After Turkey’s military incursion in northeastern Syria provoked a shock in NATO, “For its European members, this came on top of Donald Trump’s unilateral decision to withdraw U.S. special forces from this strategic territory in the fight against the so-called Islamic State. In addition, Turkey has started sending back European jihadists that it holds on its territory or in Syria to their countries of origin. Meanwhile, President Trump declared that the jihadists were not the United States’ problem.” said Pierini.
For him “Yet, the atmosphere has become heavier since the failed military coup of July 2016 and the ensuing hastened replacement of Turkish officers from NATO bodies, since Turkey’s incursions in Syria’s North West, and, more importantly, since the delivery of Russian S-400 missile batteries to an air base near Ankara last summer. The core issue lies with Ankara’s proclaimed ambition to be a power-in-the-middle, politically equidistant from the big powers. Turkey as a member of the Western camp—embodied in its membership in the Council of Europe since 1950 and in NATO since 1952, and in its multifaceted relations with the EU—doesn’t fit with Recep Tayyip Erdoğan’s vision of his country’s place in the world anymore. His frequent references to the Ottoman Empire have probably influenced the Turkish president, but, more practically, so have his alliance with the ultra-conservative Nationalist Movement Party (MHP), indispensable to make up for the decline of his own Justice and Development Party (AKP).
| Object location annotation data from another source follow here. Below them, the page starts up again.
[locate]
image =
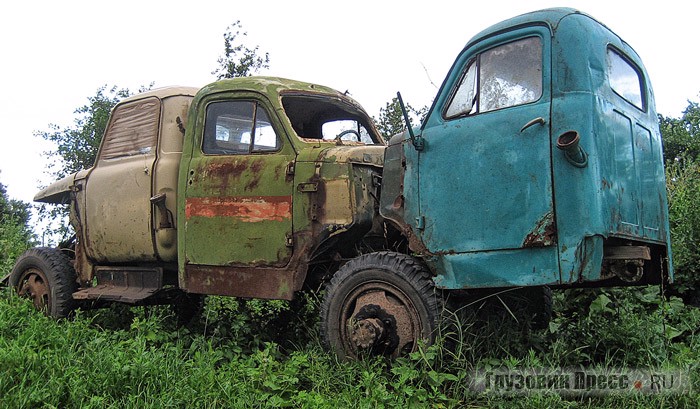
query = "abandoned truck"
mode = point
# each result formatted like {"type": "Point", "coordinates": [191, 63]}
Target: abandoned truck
{"type": "Point", "coordinates": [538, 165]}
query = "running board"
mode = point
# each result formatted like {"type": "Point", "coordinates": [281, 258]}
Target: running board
{"type": "Point", "coordinates": [123, 284]}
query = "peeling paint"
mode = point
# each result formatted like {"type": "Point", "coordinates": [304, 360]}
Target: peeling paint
{"type": "Point", "coordinates": [246, 209]}
{"type": "Point", "coordinates": [544, 233]}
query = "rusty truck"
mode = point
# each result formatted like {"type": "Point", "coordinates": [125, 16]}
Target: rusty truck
{"type": "Point", "coordinates": [539, 165]}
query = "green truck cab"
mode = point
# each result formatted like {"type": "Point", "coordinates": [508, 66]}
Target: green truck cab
{"type": "Point", "coordinates": [539, 165]}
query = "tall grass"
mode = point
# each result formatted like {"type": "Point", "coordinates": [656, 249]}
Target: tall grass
{"type": "Point", "coordinates": [241, 355]}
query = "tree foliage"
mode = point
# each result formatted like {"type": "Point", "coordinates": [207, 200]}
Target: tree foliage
{"type": "Point", "coordinates": [681, 136]}
{"type": "Point", "coordinates": [681, 139]}
{"type": "Point", "coordinates": [391, 121]}
{"type": "Point", "coordinates": [15, 234]}
{"type": "Point", "coordinates": [239, 60]}
{"type": "Point", "coordinates": [77, 145]}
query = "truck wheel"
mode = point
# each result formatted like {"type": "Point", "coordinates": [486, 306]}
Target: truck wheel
{"type": "Point", "coordinates": [47, 277]}
{"type": "Point", "coordinates": [379, 304]}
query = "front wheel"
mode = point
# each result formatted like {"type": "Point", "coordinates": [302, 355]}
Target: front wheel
{"type": "Point", "coordinates": [47, 277]}
{"type": "Point", "coordinates": [380, 304]}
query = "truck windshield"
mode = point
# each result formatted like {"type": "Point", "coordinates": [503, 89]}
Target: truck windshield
{"type": "Point", "coordinates": [317, 117]}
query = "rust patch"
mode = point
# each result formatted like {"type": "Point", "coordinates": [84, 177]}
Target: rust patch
{"type": "Point", "coordinates": [544, 233]}
{"type": "Point", "coordinates": [226, 169]}
{"type": "Point", "coordinates": [247, 209]}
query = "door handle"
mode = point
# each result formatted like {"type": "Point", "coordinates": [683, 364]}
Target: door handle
{"type": "Point", "coordinates": [538, 120]}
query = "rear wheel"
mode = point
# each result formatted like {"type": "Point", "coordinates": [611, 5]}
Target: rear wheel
{"type": "Point", "coordinates": [47, 277]}
{"type": "Point", "coordinates": [379, 304]}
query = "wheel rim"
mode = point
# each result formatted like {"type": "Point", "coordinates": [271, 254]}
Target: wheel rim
{"type": "Point", "coordinates": [34, 285]}
{"type": "Point", "coordinates": [378, 318]}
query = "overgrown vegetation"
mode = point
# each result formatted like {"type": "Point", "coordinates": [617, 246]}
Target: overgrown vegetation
{"type": "Point", "coordinates": [240, 354]}
{"type": "Point", "coordinates": [15, 234]}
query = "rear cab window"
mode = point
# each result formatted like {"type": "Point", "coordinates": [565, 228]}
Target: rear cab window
{"type": "Point", "coordinates": [320, 118]}
{"type": "Point", "coordinates": [625, 79]}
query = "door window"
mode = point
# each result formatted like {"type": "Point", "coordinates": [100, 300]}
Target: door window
{"type": "Point", "coordinates": [133, 129]}
{"type": "Point", "coordinates": [502, 77]}
{"type": "Point", "coordinates": [238, 127]}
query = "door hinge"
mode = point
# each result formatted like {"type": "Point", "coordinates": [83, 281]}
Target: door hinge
{"type": "Point", "coordinates": [290, 169]}
{"type": "Point", "coordinates": [420, 222]}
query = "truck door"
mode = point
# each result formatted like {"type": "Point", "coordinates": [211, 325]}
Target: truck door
{"type": "Point", "coordinates": [238, 204]}
{"type": "Point", "coordinates": [485, 181]}
{"type": "Point", "coordinates": [118, 189]}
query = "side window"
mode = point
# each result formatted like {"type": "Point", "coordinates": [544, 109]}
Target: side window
{"type": "Point", "coordinates": [238, 127]}
{"type": "Point", "coordinates": [346, 130]}
{"type": "Point", "coordinates": [502, 77]}
{"type": "Point", "coordinates": [625, 79]}
{"type": "Point", "coordinates": [133, 129]}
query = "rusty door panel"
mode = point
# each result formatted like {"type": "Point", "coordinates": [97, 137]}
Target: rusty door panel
{"type": "Point", "coordinates": [238, 211]}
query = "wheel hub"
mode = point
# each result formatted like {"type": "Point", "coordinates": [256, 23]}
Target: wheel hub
{"type": "Point", "coordinates": [33, 285]}
{"type": "Point", "coordinates": [382, 323]}
{"type": "Point", "coordinates": [367, 333]}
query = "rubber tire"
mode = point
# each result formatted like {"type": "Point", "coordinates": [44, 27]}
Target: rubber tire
{"type": "Point", "coordinates": [55, 270]}
{"type": "Point", "coordinates": [404, 273]}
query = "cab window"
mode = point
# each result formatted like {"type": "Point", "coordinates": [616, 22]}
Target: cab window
{"type": "Point", "coordinates": [625, 79]}
{"type": "Point", "coordinates": [502, 77]}
{"type": "Point", "coordinates": [238, 127]}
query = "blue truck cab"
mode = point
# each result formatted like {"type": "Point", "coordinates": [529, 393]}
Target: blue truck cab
{"type": "Point", "coordinates": [539, 163]}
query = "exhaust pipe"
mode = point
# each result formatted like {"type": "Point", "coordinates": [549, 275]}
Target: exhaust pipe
{"type": "Point", "coordinates": [568, 142]}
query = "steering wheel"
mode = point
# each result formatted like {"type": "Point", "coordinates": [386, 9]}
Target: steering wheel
{"type": "Point", "coordinates": [348, 131]}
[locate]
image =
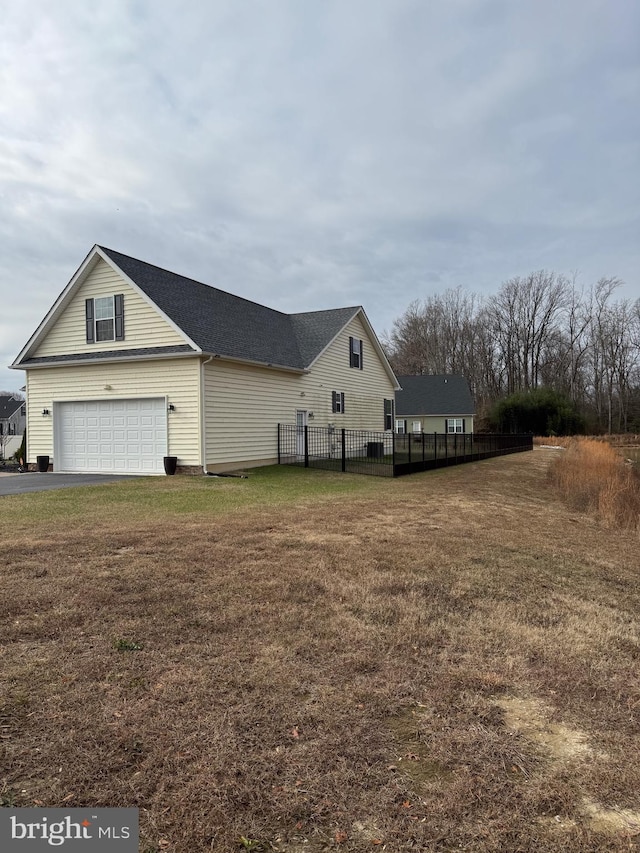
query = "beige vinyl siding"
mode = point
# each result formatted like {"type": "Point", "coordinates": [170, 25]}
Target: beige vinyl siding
{"type": "Point", "coordinates": [143, 325]}
{"type": "Point", "coordinates": [178, 379]}
{"type": "Point", "coordinates": [364, 390]}
{"type": "Point", "coordinates": [245, 404]}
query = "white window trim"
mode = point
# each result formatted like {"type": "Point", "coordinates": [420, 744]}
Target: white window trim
{"type": "Point", "coordinates": [112, 318]}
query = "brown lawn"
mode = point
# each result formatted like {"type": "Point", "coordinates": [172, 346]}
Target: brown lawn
{"type": "Point", "coordinates": [449, 661]}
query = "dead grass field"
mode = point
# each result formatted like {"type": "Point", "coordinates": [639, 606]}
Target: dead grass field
{"type": "Point", "coordinates": [449, 661]}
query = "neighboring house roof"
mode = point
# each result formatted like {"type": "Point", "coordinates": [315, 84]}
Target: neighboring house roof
{"type": "Point", "coordinates": [212, 321]}
{"type": "Point", "coordinates": [434, 395]}
{"type": "Point", "coordinates": [9, 406]}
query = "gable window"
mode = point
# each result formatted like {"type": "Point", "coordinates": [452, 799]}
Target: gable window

In addition, in a country where generations of high-school kids from 1926 to 2012 were taught distrust for foreigners in a ‘national security class’ a nationalistic surge and an anti-Western narrative are prime tools to hide political difficulties.”
After such an intense political background “The NATO summit on December 3–4 in London is looking tense. The debate between NATO’s existential crisis and its “brain death” will probably not be settled,” Pierini said.